Roland wanted to know if Joe had witnessed the passage of the Crimson King as that mad creature made his final pilgrimage to the Dark Tower. Joe said he had not, but that six months ago there had been a terrible storm ("a real boilermaker") that drove him down into his cellar. While he was there the electric lights had failed, genny or no genny, and as he cowered in the dark, a sense had come to him that some terrible creature was close by, and that it might at any moment touch Joe's mind and follow his thoughts to where he was hiding.

"You know what I felt like?" he asked them.

Roland and Susannah shook their heads. Oy did the same, in perfect imitation.

"Snack-food," Joe said. "Potential snack-food."

This part of his story's true, Susannah thought. He may have changed it around a little, but basically it's true. And if she had any reason to think that, it was only because the idea of the Crimson King traveling in his own portable storm seemed horribly plausible.

"What did you do?" Roland asked.

"Went to sleep," he said. "It's a talent I've always had, like doing impressions-although I don't do famous voices in my act, because they never go over out in the sticks. Not unless you're Rich Little, at least. Strange but true. I can sleep pretty much on command, so that's what I did down in the cellar.

When I woke up again the lights were back on and the... the whatever-it-was was gone. I know about the Crimson King, of course, I see folks from time to time still-nomads like you three, for the most part-and they talk about him. Usually they fork the sign of the evil eye and spit between their fingers when they do. You think that was him, huh? You think the Crimson King actually passed by Odd's Lane on his way to the Tower." Then, before they had a chance to answer: "Well, why not? Tower Road's the main throughfare, after all. It goes all the way there."

You know it was him, Susannah thought. What game are you playing, Joe?
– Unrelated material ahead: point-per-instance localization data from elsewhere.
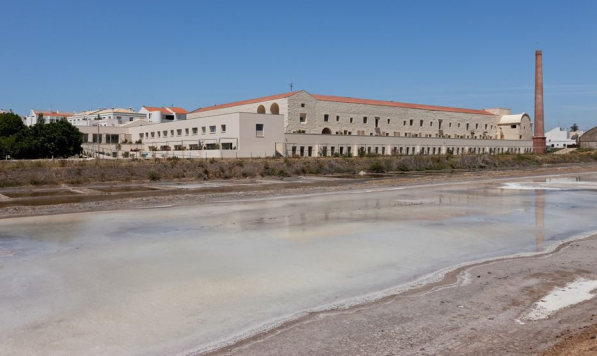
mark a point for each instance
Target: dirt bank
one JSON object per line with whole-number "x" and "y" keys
{"x": 44, "y": 173}
{"x": 88, "y": 198}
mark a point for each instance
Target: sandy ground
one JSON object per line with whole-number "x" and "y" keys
{"x": 474, "y": 311}
{"x": 244, "y": 191}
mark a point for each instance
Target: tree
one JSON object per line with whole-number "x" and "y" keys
{"x": 11, "y": 124}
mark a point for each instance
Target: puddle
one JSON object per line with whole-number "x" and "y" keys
{"x": 573, "y": 293}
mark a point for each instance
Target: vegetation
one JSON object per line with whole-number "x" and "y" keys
{"x": 57, "y": 139}
{"x": 47, "y": 172}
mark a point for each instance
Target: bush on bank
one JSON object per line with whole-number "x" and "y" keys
{"x": 20, "y": 173}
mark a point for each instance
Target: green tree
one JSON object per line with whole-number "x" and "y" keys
{"x": 11, "y": 124}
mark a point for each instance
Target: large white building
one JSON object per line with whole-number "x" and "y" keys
{"x": 324, "y": 114}
{"x": 158, "y": 115}
{"x": 309, "y": 125}
{"x": 48, "y": 115}
{"x": 105, "y": 117}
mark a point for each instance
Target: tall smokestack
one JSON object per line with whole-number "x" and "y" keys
{"x": 539, "y": 144}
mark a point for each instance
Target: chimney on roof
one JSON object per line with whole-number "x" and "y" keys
{"x": 539, "y": 143}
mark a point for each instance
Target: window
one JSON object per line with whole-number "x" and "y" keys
{"x": 259, "y": 130}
The thin cry that was most definitely not the wind came again. She no longer thought it was Mordred, though. She thought that maybe it was coming from the cellar where Joe had gone to hide from the Crimson King... or so he'd said. Who was down there now? And was he hiding, as Joe had done, or was he a prisoner?
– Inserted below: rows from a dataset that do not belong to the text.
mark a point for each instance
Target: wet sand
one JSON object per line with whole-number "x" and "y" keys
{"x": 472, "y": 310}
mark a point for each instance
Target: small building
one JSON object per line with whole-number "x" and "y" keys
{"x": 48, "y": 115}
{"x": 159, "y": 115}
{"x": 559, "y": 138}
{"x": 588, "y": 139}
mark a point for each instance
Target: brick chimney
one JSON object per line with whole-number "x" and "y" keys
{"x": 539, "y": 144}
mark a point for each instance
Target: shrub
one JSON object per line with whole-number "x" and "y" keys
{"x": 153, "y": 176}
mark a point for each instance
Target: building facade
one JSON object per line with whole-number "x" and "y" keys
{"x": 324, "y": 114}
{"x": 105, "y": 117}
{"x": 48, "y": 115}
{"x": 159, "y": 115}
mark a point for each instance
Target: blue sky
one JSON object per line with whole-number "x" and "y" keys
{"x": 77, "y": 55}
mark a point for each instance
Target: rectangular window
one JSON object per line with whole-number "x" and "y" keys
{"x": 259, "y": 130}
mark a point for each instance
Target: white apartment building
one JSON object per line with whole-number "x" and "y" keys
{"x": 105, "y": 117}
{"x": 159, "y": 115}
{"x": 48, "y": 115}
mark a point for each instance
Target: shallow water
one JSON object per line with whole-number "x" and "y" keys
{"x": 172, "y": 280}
"It hasn't been a bad life," Joe was saying. "Not the life I expected, not by any manner or means, but I got a theory-the folks who end up living the lives they expected are more often than not the ones who end up takin sleepin pills or stickin the barrel of a gun in their mouths and pullin the trigger."
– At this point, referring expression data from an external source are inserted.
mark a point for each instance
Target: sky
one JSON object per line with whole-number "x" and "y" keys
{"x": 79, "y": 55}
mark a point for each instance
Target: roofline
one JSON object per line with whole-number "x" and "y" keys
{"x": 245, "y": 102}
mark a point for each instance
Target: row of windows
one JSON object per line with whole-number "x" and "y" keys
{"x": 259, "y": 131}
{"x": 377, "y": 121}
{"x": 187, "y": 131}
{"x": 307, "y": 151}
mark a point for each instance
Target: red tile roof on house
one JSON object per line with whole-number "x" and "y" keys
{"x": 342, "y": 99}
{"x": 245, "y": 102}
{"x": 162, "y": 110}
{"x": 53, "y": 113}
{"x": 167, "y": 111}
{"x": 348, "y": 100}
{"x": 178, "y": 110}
Roland seemed still to be a few turns back, because he said, 'You were a court jester and the customers in these inns were your court."

Joe smiled, showing a lot of white teeth. Susannah frowned.

Had she seen his teeth before? They had been doing a lot of laughing and she should have seen them, but she couldn't remember that she actually had. Certainly he didn't have the mush-mouth sound of someone whose teeth are mosdy gone

(such people had consulted with her father on many occasions, most of them in search of artificial replacements). If she'd had to guess earlier on, she would have said he had teeth but they were down to nothing but pegs and nubbins, and-

And what's the matter with you, girl? He might be lying about a few things, but he surely didn't grow afresh set of teeth since you sat down to dinner! You're letting your imagination run away with you.

Was she? Well, it was possible. And maybe that thin cry was nothing but the sound of the wind in the eaves at the front of the house, after all.